They moved toward us on two legs tall as trees. With arms as thick as corn stalks they struck implements, producing that blood-curdling
din. But now we had to move and fast! For these terrorists tore huge corn stalks and thrashed us with our own fodder. They
ripped up bushes and branches to beat us to death. With horrible screams, an especially vicious mob crushed our eggs, jumping
and trampling and pounding with sticks. "Locusts," they screamed. "Kill the locusts!" Panic-stricken
we piled upon each other in heaps. The enraged monsters threw fire on our huddled insects: load after load of burning leaves
and litter and straw they hurled upon us. In ghastly panic we tried to flee every which way. But they surrounded
us, dug trenches in the ground, swept us in, cast more flame on us, shoveled more dirt upon us. We choked and burned and screamed
and suffocated.
Yes, many of us escaped to the air. But were we any more victorious than those who met death on the ground? No! For though
in chaos and delirium my body was scattered to the sky, my soul was in the burning ditch in which I beheld Pagoda lie. A million
locusts were swept aloft in a whirlwind of confusion, I among that number. "FREEDOM!" they all shouted, "FREEDOM,
FREEDOM!" But "Pagoda, Pagoda!" was all that I could utter. I didn't fly - I was conveyed away, pressed in
a mass of whirring insects.
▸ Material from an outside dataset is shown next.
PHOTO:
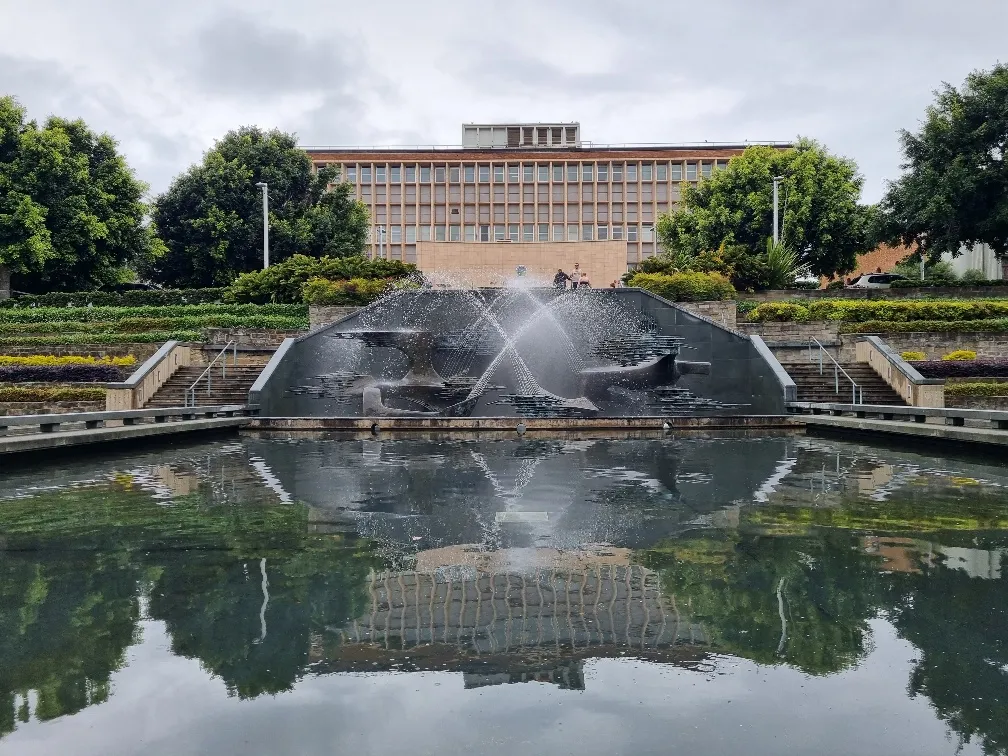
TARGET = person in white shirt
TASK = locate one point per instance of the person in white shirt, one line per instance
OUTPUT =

And "Pagoda" I would cry with every spin and swirl. But now a bug right by
my side heard my cries and offered counsel. "Things cannot be otherwise," he pronounced. For distraction's
sake I answered him and asked what was his meaning. "What happened just now was indispensable," he continued, "a
necessary ingredient in this best of possible worlds." "If this," I shot back, "is the best of
all possible worlds, what can the others be like?" This philosopher, this Doctor Painloss as he called himself,
hastened to assure me that God is perfection, that He created a perfect universe, that what we see as evil is in reality part
of a grand and good design. Locusts must accept their lot - not try to understand or change it. "No doubt," the
good doctor went on, "God employed this expedient as a means to punish sinful insects." "But what
of the millions of INNOCENTS who perished with the sinners? What about my Pagoda?" I was furious now and prepared
to grapple with this wise bug. I strained with all my tormented mind to rebut his foolish argument. But an overpowering wind
tore me from him and bore me far to a distant continent.